7 Comments Add yours

  1. Kathy Louthan says:

    Finally! Someone has good native s7ggestions for the dry shade my little bit of yard has. Thank you! Its,such a tough area and nearly impossible to find natives that thrive in it. Really appreciate the info!

    1. Dave says:

      Unfortunately, there are few options for natives that will thrive in dry shade. My most successful are non-natives, but of the natives I’ve found that ferns are the best choice, in particular Christmas ferns.

  2. tonytomeo says:

    Natives are not as practical for home gardens within chaparral or desert climates here. Most of our natives are very combustible, visually unappealing, and short lived. However, some of the best plants for home gardens here are native to similar climates in other regions. Some are from ecosystems that are less reliant on fire, so are not so combustible. Some are cultivars, but some are comparable to how they were found in the wild. Too many modern cultivars of plants that are not so well suited to the climates here are more popular than they should be.

    1. Dave says:

      We must take care that natives are planted in appropriate conditions. Our gardens are often very unlike native habitats. While fire is not an issue for east coast garden, we must understand varying soil and sunlight conditions. I often fail if only by a fraction, and while some plants are very tolerant, others are not.

      1. tonytomeo says:

        The primary problem that I encountered with large scale landscapes that are outfitted with natives is that they are so excessively irrigated that the native plants rot and die. so-called ‘landscape’ companies brag about using native plants to conserve water, but then water them to death.

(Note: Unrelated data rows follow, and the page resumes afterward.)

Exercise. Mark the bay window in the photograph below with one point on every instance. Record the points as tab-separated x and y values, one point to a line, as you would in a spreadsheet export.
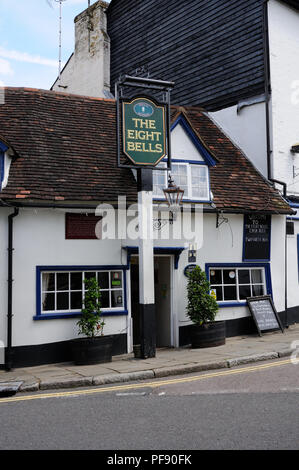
62	291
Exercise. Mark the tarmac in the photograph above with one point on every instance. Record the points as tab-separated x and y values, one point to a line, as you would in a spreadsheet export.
168	361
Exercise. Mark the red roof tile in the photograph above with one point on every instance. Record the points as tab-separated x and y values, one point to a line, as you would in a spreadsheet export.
66	147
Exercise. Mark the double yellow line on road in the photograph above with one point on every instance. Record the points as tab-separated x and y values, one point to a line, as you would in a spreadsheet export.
157	383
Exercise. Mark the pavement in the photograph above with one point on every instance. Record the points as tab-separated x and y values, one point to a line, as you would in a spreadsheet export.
168	361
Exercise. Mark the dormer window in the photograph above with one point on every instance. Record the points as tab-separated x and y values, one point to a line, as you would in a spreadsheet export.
192	178
190	165
3	150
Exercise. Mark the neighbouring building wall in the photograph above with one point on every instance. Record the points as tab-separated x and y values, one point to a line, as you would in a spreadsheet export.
88	70
246	127
284	66
3	274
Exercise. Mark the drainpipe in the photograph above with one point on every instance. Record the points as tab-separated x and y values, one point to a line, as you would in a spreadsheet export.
284	185
9	353
267	87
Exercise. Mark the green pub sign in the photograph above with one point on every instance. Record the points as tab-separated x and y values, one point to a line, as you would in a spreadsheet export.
144	131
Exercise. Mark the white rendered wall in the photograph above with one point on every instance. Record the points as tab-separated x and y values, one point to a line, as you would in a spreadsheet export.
284	66
247	130
225	245
88	70
39	240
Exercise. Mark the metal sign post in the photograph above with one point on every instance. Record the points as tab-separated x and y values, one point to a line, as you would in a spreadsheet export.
143	139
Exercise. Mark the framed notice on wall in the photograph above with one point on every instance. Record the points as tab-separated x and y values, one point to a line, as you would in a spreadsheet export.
257	237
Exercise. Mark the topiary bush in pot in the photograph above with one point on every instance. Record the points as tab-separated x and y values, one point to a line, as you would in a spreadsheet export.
94	348
202	309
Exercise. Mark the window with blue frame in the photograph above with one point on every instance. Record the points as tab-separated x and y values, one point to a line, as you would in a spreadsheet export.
61	291
3	149
234	283
190	173
191	177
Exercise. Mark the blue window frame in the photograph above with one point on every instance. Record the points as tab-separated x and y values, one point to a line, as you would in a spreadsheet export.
234	282
60	290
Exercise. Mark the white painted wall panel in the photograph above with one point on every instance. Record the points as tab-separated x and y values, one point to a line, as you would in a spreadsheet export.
284	64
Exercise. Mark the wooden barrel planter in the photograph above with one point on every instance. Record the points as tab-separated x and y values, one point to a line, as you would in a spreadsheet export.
208	335
87	351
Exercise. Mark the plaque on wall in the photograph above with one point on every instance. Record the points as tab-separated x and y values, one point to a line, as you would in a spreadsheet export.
264	313
257	237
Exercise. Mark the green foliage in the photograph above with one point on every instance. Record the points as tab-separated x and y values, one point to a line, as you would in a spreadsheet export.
202	306
90	323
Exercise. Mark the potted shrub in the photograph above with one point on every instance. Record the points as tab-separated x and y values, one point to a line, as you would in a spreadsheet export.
94	348
202	309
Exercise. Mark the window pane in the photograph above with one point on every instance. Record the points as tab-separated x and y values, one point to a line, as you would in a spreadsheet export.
90	275
199	181
76	300
229	276
117	298
116	279
62	281
105	299
215	276
257	290
103	280
244	277
63	301
230	293
48	282
219	293
76	281
48	302
256	275
244	292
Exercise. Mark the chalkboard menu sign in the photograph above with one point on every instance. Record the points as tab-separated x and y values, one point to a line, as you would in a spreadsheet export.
257	233
264	313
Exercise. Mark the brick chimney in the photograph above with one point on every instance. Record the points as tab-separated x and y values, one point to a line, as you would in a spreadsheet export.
87	71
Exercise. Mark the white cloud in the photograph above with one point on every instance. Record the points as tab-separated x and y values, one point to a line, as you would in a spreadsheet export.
5	67
25	57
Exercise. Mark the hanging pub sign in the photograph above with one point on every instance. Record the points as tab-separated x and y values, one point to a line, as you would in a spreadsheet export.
257	237
144	131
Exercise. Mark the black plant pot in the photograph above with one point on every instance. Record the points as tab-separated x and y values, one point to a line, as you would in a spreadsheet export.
208	335
96	350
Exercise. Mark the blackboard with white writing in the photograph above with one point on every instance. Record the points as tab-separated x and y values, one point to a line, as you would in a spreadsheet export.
257	233
264	313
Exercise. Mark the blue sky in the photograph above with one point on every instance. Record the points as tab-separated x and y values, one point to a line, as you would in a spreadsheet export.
29	40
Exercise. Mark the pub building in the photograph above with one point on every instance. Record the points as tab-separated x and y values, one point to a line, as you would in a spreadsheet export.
58	160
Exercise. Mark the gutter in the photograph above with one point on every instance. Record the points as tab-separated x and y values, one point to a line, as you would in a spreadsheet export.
9	352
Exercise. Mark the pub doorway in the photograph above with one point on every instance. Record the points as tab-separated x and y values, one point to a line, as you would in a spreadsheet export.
163	294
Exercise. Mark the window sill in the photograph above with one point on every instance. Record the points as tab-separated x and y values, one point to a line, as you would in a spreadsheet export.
60	316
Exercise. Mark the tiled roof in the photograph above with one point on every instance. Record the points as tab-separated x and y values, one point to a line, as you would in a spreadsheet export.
66	152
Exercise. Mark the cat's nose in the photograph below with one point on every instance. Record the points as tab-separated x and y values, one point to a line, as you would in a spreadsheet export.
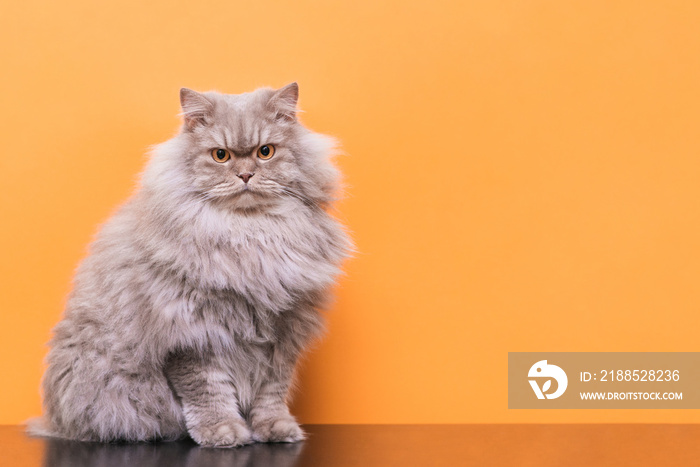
246	176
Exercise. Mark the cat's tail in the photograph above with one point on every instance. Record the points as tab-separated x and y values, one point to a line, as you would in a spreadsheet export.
39	426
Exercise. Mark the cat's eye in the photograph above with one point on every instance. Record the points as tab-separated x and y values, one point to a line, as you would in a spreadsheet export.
220	155
265	152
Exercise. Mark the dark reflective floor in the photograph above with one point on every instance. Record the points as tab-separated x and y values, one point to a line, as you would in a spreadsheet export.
387	445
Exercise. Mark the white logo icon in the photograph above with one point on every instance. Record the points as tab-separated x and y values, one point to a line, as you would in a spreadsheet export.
542	370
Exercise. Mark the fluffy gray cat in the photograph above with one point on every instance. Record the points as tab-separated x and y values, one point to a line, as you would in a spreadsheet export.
200	293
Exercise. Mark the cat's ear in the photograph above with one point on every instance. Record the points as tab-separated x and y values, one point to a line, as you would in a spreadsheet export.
196	108
284	102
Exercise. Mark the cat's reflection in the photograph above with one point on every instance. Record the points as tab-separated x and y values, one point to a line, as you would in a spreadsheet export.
63	453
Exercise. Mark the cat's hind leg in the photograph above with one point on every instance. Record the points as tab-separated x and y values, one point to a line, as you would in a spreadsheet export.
93	397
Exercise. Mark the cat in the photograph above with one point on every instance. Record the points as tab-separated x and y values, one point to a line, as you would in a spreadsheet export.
198	296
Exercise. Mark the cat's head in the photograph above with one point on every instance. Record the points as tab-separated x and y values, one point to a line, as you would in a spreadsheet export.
246	151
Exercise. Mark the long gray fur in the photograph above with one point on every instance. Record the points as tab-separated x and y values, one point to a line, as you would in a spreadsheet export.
200	293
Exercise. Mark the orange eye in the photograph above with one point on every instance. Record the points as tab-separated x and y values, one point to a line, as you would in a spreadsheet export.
265	152
220	155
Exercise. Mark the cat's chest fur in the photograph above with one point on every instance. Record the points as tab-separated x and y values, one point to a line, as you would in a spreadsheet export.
271	259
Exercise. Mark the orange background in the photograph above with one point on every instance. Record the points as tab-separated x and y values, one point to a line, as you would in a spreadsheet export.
523	176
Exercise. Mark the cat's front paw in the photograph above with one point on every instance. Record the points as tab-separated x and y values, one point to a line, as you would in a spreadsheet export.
225	434
278	430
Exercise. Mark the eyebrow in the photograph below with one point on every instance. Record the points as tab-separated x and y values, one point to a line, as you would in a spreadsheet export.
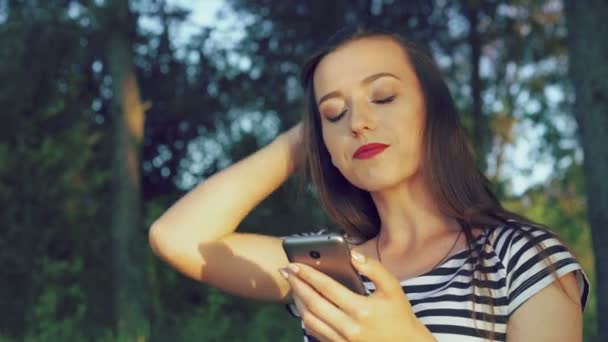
365	81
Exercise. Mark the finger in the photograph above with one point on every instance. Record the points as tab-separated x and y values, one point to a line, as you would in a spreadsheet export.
328	287
385	282
314	326
313	302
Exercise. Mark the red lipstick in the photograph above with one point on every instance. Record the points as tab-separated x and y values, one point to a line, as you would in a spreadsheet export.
369	150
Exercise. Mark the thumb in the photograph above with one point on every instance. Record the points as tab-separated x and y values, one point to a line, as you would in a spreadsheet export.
384	281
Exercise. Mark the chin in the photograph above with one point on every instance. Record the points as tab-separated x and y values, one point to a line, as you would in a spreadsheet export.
385	181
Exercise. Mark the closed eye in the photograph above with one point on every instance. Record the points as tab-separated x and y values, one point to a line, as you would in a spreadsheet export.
385	100
337	117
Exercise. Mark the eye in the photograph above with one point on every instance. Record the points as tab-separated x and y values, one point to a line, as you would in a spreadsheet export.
385	100
337	117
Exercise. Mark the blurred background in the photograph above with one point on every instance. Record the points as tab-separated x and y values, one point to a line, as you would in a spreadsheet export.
112	110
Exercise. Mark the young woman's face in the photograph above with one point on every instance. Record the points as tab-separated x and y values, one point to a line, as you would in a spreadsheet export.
367	92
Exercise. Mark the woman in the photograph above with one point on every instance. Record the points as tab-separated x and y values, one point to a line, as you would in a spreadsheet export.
441	259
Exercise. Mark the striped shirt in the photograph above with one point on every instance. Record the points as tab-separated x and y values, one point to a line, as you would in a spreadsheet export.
513	271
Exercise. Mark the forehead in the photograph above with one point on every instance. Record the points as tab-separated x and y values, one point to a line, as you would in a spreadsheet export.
352	62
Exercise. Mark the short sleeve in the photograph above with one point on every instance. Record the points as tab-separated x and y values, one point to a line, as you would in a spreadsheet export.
534	258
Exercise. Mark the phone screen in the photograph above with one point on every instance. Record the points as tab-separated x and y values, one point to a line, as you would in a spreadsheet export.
328	253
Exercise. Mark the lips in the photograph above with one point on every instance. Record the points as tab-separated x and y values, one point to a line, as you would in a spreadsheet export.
369	150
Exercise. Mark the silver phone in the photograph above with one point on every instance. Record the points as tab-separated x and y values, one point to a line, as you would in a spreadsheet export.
328	253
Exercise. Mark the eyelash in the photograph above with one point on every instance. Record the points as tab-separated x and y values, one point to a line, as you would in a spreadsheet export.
381	101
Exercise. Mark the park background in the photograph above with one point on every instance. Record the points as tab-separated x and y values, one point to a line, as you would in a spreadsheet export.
112	110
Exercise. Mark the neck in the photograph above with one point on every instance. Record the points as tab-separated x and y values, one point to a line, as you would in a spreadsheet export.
409	216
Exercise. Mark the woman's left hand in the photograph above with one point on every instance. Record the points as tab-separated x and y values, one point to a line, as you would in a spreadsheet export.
331	312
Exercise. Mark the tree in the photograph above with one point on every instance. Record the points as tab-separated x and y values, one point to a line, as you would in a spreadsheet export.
587	34
128	128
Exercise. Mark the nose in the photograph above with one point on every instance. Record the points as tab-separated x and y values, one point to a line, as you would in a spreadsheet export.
362	119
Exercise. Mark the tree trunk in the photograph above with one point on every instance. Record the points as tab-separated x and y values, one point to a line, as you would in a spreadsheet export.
587	37
480	125
128	126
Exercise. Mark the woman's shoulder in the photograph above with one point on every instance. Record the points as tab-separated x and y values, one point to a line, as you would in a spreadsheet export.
533	257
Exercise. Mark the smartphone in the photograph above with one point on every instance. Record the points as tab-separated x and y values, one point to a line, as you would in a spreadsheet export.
328	253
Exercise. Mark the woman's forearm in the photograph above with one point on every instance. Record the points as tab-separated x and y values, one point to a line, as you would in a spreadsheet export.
216	207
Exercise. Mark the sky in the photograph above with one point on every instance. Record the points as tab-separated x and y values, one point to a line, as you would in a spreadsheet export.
517	155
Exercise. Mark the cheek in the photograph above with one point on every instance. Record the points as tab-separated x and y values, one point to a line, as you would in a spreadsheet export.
335	148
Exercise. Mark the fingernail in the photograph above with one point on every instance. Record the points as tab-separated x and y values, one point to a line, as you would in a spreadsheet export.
358	257
283	273
293	268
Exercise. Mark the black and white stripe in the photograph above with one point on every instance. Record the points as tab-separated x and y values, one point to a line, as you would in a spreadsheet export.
513	269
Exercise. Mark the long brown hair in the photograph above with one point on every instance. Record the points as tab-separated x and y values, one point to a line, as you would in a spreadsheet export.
458	187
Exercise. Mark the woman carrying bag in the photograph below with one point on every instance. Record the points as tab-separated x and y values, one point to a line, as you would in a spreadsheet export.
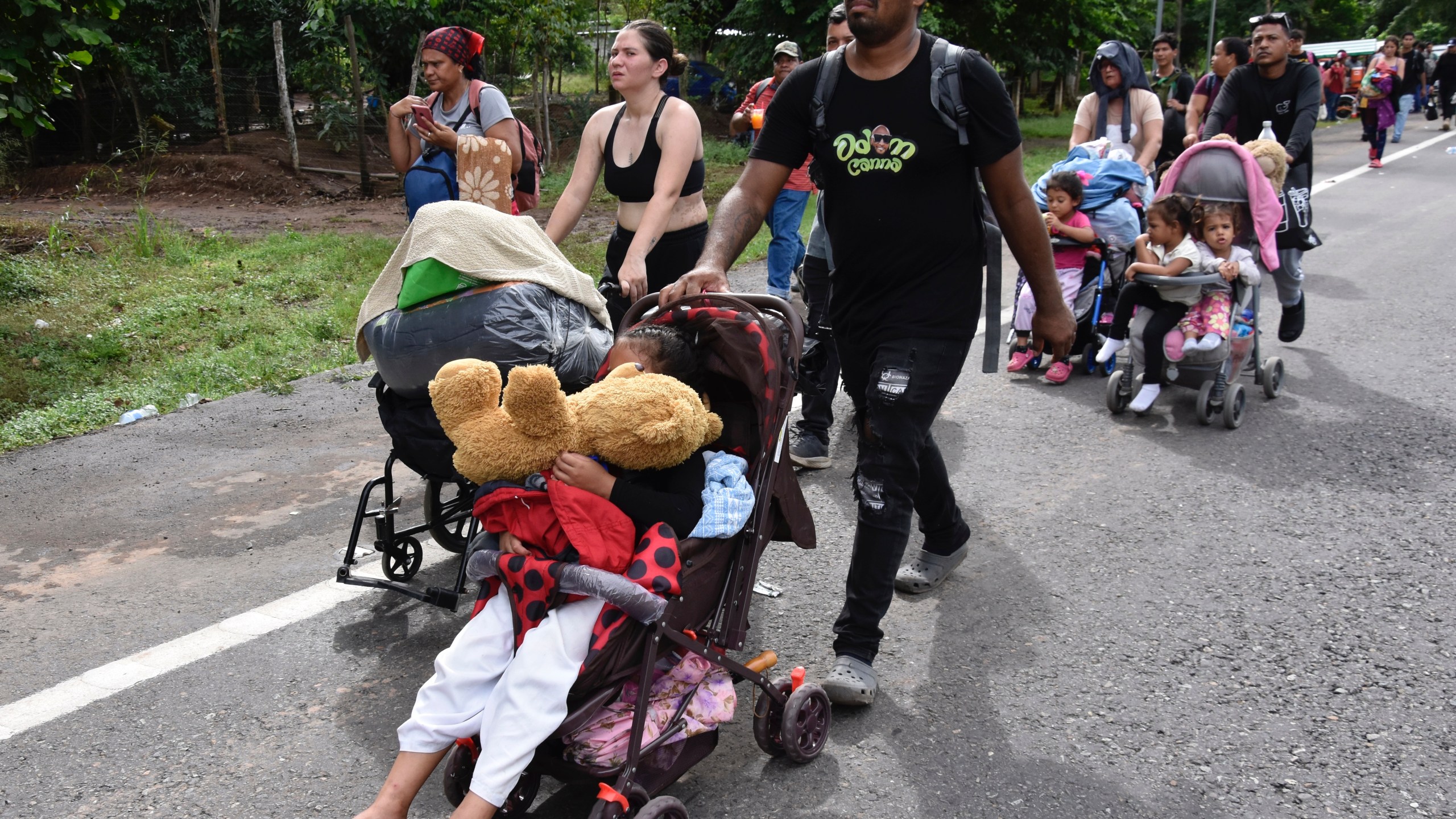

The landscapes are typically well designed, but then not adequately maintained. It is infuriating.

      2. Dave says:

        Don’t get me going on irrigation. We’ve been a bit dry to start the year, but we get many times the rain that you do. Irrigation systems have become the norm in the area as people are told they must water regularly. I tell people that I water when I plant, maybe, if a storm isn’t expected in the next day or two, and then never again. I’ll admit that my lawn doesn’t like the dryness, but I don’t care about that patch of clover and dandelions anyway.

      3. tonytomeo says:

        EXACTLY! (but there is no need to get started.) Much of the landscapes here lack irrigation, and we like to keep it that way. We add a few items during autumn, and they must be on their own for the following year. They get no rain between spring and autumn. Plants need not be native, but they need to be able to survive like natives.